Nokia’s new “Comes With Music” service – announced this past Tuesday – shows Feilio’s business model is right at the cutting edge. Nokia will bundle unlimited (though DRM compliant) music downloads with its very high-end mobile phones, for about US$5 per month.

Nokia still has some issues to overcome before its offering will be more attractive – like DRM. But we see this as a very positive move forward in the marketplace as it sets a good precedent for Feilio and their model. The bundled content strategy has now been endorsed by a major consumer electronics manufacturer (Nokia) and a major record company (Universal Music Group).

Nokia built its own back-end, which we believe will ultimately limit the Nokia service’s effectiveness. Feilio, on the other hand, has built the first open blanket licensing platform in the world that can service not only multiple licensees (e.g. many ISPs or handset manufacturers, not just one) but also multiple kinds of licensees (e.g. handset manufacturers, ISPs, and literally anyone that wants to bundle a content subscription as a value-add to any product or service). We believe Feilio’s right at the forefront of where media is headed.

November 23, 2007

SCMP writes “Feilio works out solution to intellectual piracy”

Filed under: DRM,Music,Video/Film — Administrator @ 11:45 am

On Tuesday, Sherman So from the South China Morning Post wrote “while the world’s big four music companies have failed to stamp out piracy in the mainland, Feilio, a Harvard university venture, may just have the solution…” read entire article

February 11, 2006

All content will be FREE within 5 years…

Filed under: DRM,Music,Regulatory,Video/Film — Administrator @ 7:06 pm

A couple days ago, HBO (Home Box Office) petitioned the FCC (Federal Communications Commission) in the United States to prevent consumers from recording their content (Subscription Video On Demand) – either with a VCR, DVD, or TiVo device. Sure this doesn’t have a direct impact on those of us living in Hong Kong and China – where HBO doesn’t have the traction it has in the US – yet HBO is representative of the losing battle the incumbents (broadcast networks) fighting – and losing dearly.

My general thesis is that all content will be free in the very near future and that DRM (Digital Rights Management) is not a sustainable technology. I’m not supporting piracy; I just believe it will be very difficult to generate any revenue from content alone. Where the money will be made is on product placements and side promotions, for example. Listed companies, such as Tom.com are spending a lot of money in rights to content that they won’t be able to control – in other words, their business strategy is dead wrong.

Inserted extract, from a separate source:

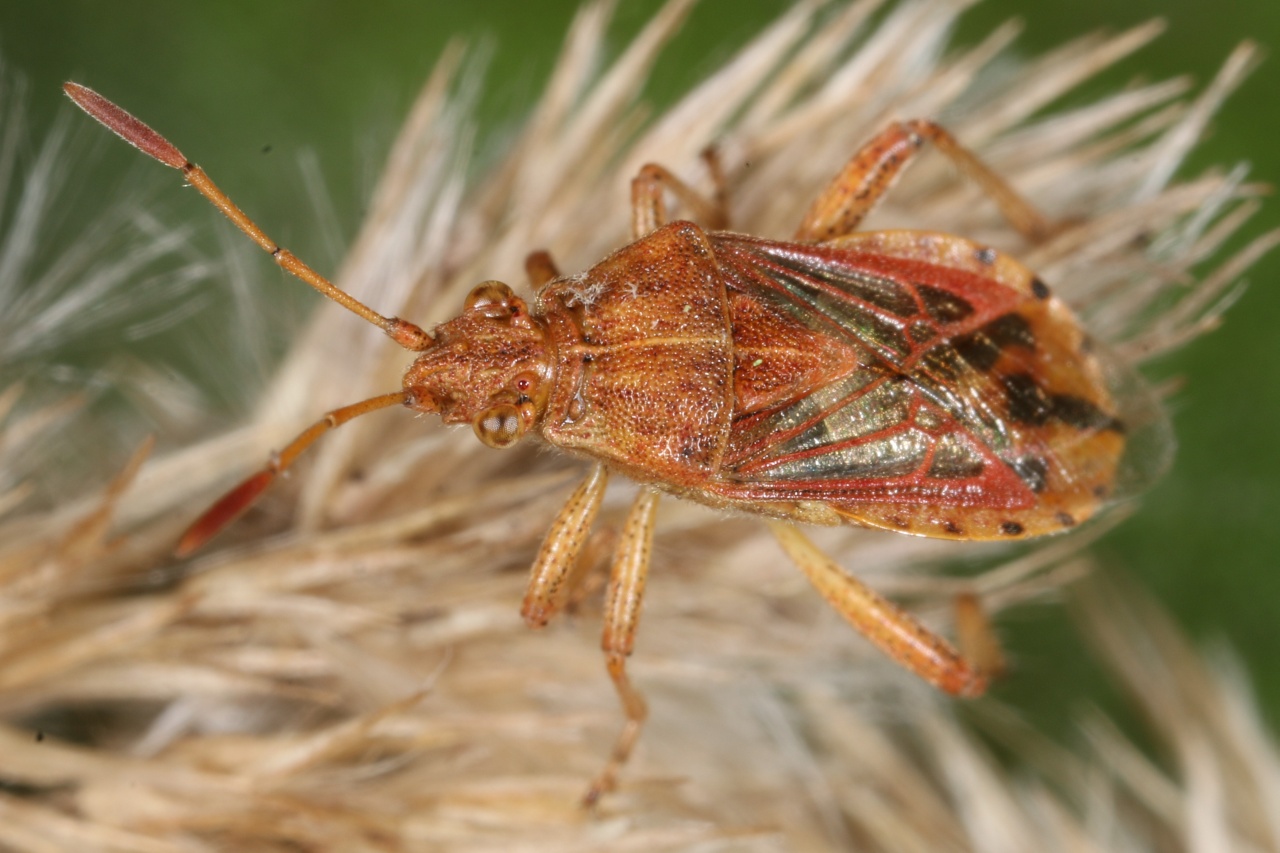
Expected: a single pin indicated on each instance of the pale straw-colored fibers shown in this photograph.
(346, 669)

The companies that will be the winners, the next Google, will be the companies that develop technologies to harness, distribute and monetize this free content. Yahoo, for example, if a big buyer of networks and page views (note its purchase of Flickr’s 8 million users); yet they are not a buyer of technology…

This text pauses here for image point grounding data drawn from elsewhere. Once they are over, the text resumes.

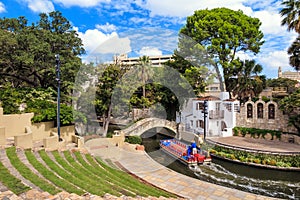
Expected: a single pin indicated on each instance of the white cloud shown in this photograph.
(96, 42)
(150, 51)
(80, 3)
(106, 27)
(39, 6)
(271, 22)
(2, 7)
(273, 60)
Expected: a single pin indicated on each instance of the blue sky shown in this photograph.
(150, 27)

The reason I believe this sector (e.g. BitTorrent) is a massive opportunity for start-ups is simply because there is: (1) demand, (2) users, (3) exits. The “demand” and “users” are clearly defined, but the “exits” – how will they come? I believe “exits” will come from the major portals, such as Baidu, Sina, and Tencent. The reason is simple: these listed companies can’t develop this technology in-house, but it isn’t because they don’t have the capability, it just that they can’t be seen publicly supporting file sharing, for example.

This is why technology start-ups (in this space), especially in China and Hong Kong, are so attractive (at least to us) and why we believe the next MONSTER company will come from this space.